The poet Rainer Maria Rilke once wrote that “the future must enter into you a long time before it happens”.
When Neil Armstrong first set foot on the moon in 1969, it wasn’t his idea, or JFK’s idea when he announced the moon mission in 1960. We had been going to the moon for decades before then, in films, stories, songs. Tintin went to the moon, Sinatra sang us there.
By 1960, we had created such a deep cultural longing to get there that once we decided to, it took just nine years, from scratch, with a team whose average age was 26.
When I think about the changes that the climate and ecological emergency demands that we make, changes of which Naomi Klein once wrote “there are no non-radical solutions left”, I often wonder how it might be that we can similarly create sufficient longing that such a shift becomes inevitable.
It strikes me that if all it required was logical arguments, reasoning and science, we would have done this in the 1980s when it would have been so much easier.
Our challenge, the scientists tell us, is within just 10 to 15 years, to reimagine and rebuild pretty much every aspect of our economy. In part, this is the work of storytelling, of bringing to life for those who struggle to imagine anything other than the way things are today, how such a world would taste, feel, look and sound like.

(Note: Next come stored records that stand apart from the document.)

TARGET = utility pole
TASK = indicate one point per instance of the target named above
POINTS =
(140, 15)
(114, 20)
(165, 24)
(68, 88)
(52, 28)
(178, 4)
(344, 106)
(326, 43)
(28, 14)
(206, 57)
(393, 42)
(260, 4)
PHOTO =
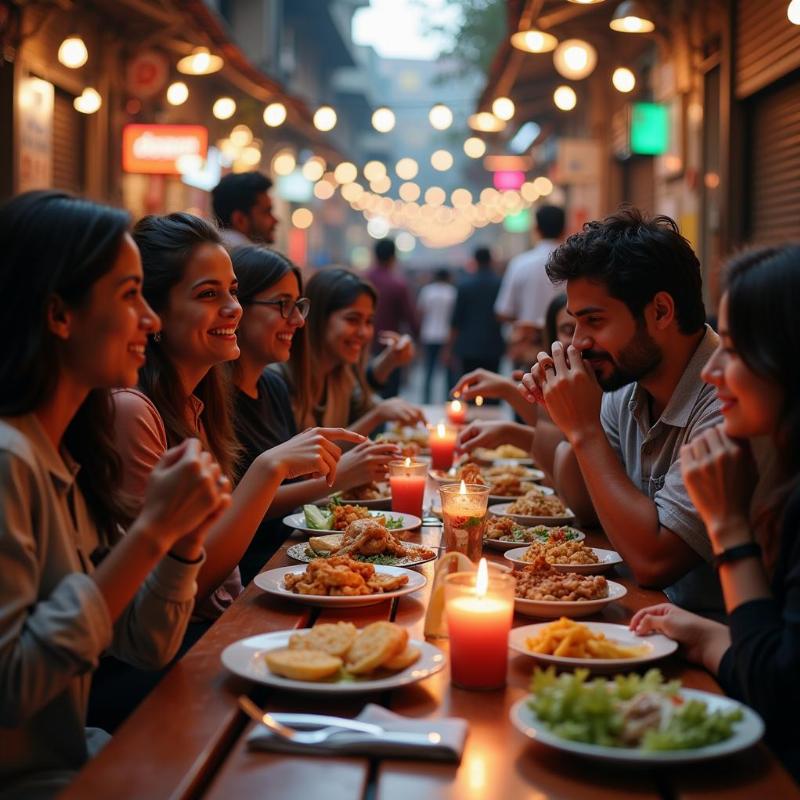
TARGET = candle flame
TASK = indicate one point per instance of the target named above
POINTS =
(482, 581)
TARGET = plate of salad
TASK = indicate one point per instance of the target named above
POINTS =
(633, 718)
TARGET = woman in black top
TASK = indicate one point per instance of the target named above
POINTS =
(271, 328)
(757, 375)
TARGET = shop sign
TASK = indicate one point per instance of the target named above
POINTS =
(35, 102)
(155, 149)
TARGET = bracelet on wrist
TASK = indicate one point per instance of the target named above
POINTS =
(737, 553)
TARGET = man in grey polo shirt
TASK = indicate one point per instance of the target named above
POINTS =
(634, 288)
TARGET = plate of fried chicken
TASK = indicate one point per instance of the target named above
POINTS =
(339, 581)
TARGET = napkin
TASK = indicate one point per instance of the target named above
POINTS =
(447, 746)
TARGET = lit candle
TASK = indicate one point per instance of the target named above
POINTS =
(442, 442)
(407, 481)
(464, 517)
(479, 611)
(457, 412)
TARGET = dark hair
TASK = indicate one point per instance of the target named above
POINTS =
(635, 257)
(167, 244)
(483, 256)
(329, 290)
(550, 317)
(258, 268)
(238, 192)
(384, 250)
(56, 244)
(550, 221)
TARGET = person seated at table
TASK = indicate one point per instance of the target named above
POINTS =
(492, 433)
(757, 379)
(273, 316)
(627, 395)
(75, 324)
(340, 328)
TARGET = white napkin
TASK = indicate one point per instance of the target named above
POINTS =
(452, 733)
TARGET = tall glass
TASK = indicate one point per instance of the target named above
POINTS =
(464, 517)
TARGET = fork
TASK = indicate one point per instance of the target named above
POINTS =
(356, 730)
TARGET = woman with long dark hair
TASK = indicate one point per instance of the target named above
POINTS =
(757, 376)
(340, 329)
(274, 314)
(75, 324)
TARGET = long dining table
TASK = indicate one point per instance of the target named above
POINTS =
(188, 738)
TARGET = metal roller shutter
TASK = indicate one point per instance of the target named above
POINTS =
(775, 164)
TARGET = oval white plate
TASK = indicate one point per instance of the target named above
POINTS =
(300, 552)
(298, 521)
(246, 658)
(550, 609)
(746, 733)
(502, 511)
(658, 646)
(608, 558)
(272, 583)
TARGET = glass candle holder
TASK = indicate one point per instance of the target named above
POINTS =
(407, 482)
(464, 517)
(442, 441)
(479, 608)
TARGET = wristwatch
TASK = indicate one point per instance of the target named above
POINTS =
(740, 551)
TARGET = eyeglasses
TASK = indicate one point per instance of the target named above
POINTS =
(287, 306)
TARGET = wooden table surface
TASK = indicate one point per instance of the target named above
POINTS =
(187, 739)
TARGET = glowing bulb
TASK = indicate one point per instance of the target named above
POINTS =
(324, 118)
(275, 114)
(177, 93)
(224, 108)
(565, 98)
(73, 53)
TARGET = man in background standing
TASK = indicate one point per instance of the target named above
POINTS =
(394, 313)
(243, 207)
(526, 290)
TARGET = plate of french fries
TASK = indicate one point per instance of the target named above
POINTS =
(599, 646)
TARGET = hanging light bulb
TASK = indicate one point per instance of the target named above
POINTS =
(534, 41)
(503, 108)
(631, 16)
(565, 98)
(177, 93)
(624, 80)
(224, 107)
(440, 117)
(200, 62)
(324, 118)
(72, 52)
(88, 101)
(575, 59)
(383, 119)
(275, 114)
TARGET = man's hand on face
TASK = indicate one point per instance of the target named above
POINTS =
(570, 391)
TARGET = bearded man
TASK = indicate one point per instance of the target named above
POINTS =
(627, 394)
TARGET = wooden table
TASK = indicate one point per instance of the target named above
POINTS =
(187, 739)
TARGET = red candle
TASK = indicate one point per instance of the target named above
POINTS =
(479, 612)
(442, 442)
(457, 412)
(407, 481)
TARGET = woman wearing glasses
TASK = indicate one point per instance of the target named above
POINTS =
(273, 312)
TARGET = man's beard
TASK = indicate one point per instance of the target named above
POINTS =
(638, 359)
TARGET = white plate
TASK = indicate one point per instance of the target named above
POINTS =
(272, 583)
(298, 521)
(746, 733)
(528, 522)
(608, 558)
(658, 646)
(300, 552)
(246, 658)
(550, 609)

All too often we default to dystopian images, rather than allowing ourselves to believe that it could actually be amazing: more connected, happier, healthier, more time-rich, less stressed and anxious, with cleaner air, better food, cities full of vegetation and far fewer cars, a far more diverse and decentralised economy, more equal, fair and just.
I am a great believer that one of the best ways to unlock our ability to imagine a different, and far better future, is through the asking of good ‘what if’ questions.

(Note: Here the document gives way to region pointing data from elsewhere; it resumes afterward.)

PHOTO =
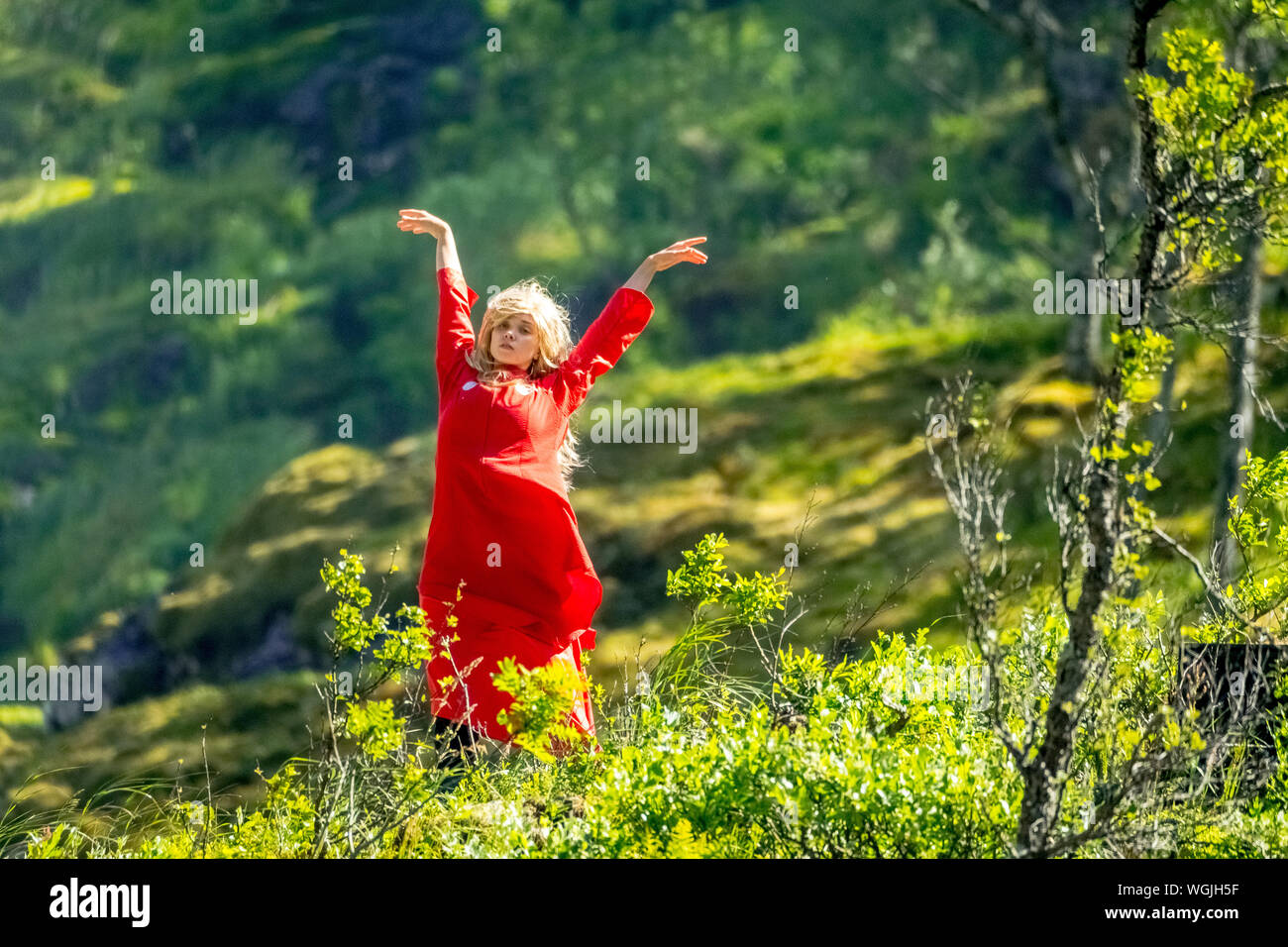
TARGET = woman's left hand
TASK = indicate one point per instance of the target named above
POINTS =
(681, 252)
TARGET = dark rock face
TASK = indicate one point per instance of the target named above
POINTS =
(279, 651)
(132, 660)
(136, 665)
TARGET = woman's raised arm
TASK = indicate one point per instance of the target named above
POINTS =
(455, 335)
(617, 326)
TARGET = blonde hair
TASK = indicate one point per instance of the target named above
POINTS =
(554, 343)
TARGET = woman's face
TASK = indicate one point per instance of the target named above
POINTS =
(514, 341)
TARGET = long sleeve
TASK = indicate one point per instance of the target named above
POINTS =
(608, 337)
(455, 337)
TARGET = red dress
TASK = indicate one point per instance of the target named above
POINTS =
(501, 519)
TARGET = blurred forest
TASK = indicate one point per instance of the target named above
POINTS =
(906, 171)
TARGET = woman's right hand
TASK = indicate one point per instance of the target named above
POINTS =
(423, 222)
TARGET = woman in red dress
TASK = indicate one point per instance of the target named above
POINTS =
(501, 522)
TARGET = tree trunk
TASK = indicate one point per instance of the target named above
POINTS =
(1241, 377)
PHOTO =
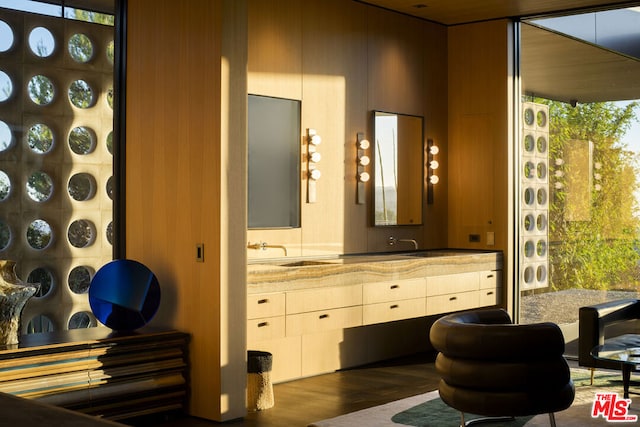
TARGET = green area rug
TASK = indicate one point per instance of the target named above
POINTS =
(427, 410)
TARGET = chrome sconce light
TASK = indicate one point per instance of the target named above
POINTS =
(432, 166)
(313, 157)
(363, 161)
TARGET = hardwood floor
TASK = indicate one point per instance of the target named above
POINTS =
(301, 402)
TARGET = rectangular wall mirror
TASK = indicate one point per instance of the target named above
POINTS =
(274, 162)
(398, 169)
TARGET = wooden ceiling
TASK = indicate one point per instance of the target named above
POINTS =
(453, 12)
(552, 65)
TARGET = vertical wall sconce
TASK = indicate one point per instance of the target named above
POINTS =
(313, 157)
(363, 161)
(432, 166)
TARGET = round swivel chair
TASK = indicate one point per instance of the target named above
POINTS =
(494, 368)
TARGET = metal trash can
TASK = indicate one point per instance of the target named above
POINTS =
(259, 386)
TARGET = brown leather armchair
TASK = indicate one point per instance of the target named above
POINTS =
(616, 322)
(494, 368)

Antanas Mockus, former mayor of Bogota in Colombia, once described a good ‘what if’ question thus: “What people love most is when you write on the blackboard a risky first half of a sentence and then recognise their freedom to write the other half.”

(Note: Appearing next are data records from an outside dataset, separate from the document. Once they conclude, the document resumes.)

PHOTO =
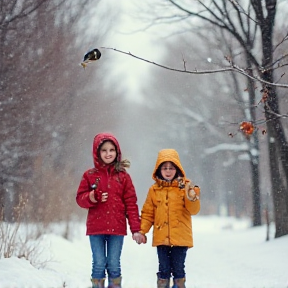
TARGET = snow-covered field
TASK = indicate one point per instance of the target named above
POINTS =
(227, 254)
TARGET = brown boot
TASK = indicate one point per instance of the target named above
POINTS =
(115, 282)
(179, 283)
(98, 283)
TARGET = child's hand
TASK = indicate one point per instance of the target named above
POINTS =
(139, 238)
(98, 196)
(193, 192)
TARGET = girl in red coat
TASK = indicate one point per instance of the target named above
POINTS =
(108, 193)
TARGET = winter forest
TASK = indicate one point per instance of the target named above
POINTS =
(207, 78)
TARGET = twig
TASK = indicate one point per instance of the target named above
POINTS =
(231, 68)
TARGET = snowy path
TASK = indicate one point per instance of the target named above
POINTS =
(235, 257)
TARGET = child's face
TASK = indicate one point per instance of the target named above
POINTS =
(108, 152)
(168, 171)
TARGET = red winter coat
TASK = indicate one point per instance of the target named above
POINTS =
(109, 217)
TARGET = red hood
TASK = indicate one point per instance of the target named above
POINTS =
(98, 140)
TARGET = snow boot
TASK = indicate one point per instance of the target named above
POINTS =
(179, 283)
(162, 283)
(98, 283)
(114, 282)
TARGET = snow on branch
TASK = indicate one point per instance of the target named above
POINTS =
(231, 68)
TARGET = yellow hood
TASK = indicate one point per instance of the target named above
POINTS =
(168, 155)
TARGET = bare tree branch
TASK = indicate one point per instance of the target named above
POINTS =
(231, 68)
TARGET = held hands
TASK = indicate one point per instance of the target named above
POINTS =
(139, 238)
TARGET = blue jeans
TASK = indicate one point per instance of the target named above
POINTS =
(106, 253)
(171, 261)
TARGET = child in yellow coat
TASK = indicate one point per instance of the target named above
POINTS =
(170, 202)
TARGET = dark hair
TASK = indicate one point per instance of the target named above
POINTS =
(177, 174)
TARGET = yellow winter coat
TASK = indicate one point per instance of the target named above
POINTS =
(167, 207)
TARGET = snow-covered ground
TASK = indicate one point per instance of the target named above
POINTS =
(227, 253)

In Liège in Belgium, the local Transition group six years ago asked: “What if, in a generation’s time, the majority of the food eaten in Liège was grown on the land closest to Liège?”
The asking of this question has sparked a remarkable reimagining of the city’s food system; with 25 new co-operatives created already, and €5 million invested into it by local people, a new economy is emerging. The city’s mayor told me “this is now the story of our city”. We must imagine while we build. And build while we imagine.
So, a challenge to you: what if, over the next few weeks, in any conversation you have about the state of the world, you were to weave into it your own storytelling about how the world could be, if we were to do everything we could possibly do? Try it. Because it is still possible, just. But only if we create the best conditions possible for the future to enter into us.